Then she received word that her sister, Helen, had been killed in action. She had been close to Helen. Best friends, two minority Christians standing together against the atheist and neo-pagan majority of their classmates. They had written poetry together, giggled together over made-up stories about mean teachers, sighed together over cute pop stars. Kim loved Helen more than anyone else on Earth. And Helen loved her back.
Kim had felt dazed for weeks. When she came out of the numbness it was to rage–rage at the sudden ruin of her life, at the meaninglessness of events, at a God who seemed to have abandoned her. She went on a month-long binge of drinking, drugs, and sex with anyone who was interested, male or female.
Then she had started imagining Helen’s face on her female lovers. It paralyzed her. One girlfriend after another dumped her over her inability to complete love-making, coupled with her unwillingness to explain why.

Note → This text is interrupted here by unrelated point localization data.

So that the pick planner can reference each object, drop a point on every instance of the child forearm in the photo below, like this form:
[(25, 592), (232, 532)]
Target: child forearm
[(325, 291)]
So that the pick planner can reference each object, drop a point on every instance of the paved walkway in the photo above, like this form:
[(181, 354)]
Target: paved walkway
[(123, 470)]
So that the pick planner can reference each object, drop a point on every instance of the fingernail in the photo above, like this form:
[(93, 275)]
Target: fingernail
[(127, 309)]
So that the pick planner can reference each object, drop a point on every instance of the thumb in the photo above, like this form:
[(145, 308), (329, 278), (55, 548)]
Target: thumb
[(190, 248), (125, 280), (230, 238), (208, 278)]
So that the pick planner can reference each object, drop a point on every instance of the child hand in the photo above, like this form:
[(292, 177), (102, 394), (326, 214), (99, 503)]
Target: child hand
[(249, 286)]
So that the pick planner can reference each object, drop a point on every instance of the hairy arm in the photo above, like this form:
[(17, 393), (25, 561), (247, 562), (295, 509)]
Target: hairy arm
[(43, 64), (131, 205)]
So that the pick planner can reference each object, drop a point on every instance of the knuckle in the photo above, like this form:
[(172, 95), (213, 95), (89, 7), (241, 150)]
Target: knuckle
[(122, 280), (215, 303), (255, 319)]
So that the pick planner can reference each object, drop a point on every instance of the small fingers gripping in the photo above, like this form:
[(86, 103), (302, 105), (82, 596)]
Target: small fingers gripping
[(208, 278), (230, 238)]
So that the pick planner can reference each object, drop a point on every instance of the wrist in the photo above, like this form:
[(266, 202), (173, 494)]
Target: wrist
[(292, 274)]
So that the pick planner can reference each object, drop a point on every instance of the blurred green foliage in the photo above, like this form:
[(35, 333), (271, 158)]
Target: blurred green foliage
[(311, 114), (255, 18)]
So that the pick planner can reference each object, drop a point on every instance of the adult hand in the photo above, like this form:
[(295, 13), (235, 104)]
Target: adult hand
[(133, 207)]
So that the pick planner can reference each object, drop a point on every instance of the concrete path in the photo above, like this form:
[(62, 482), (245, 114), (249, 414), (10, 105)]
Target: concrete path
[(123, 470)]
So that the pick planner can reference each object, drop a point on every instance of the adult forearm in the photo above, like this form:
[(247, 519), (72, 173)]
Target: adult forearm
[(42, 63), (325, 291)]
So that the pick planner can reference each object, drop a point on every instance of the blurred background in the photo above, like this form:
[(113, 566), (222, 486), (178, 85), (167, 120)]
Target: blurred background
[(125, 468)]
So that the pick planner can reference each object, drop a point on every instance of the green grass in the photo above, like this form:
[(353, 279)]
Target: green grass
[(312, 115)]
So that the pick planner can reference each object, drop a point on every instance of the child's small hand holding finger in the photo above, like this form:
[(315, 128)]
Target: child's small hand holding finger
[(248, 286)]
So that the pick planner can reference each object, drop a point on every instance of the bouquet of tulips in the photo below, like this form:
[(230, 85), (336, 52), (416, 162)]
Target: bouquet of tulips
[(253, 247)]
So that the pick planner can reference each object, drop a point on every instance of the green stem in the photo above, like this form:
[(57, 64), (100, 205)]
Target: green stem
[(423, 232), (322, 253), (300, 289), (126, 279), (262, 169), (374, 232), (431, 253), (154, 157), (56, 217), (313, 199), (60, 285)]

Her parents found her passed out in an alley after an all-night drinking binge. They dragged her to a rehab, where she sat for six months, thinking.
In the end, rather than pursue whatever was going on in her head to bring the weird images up, she had turned her back on the whole problem. She had gone back to school, intending to become a scientist like her sister. Helen had been an astronomer, and it was only by incredible bad luck that her lonely work for the Cosmic Survey had run into Sharchee fighters fleeing a lost battle.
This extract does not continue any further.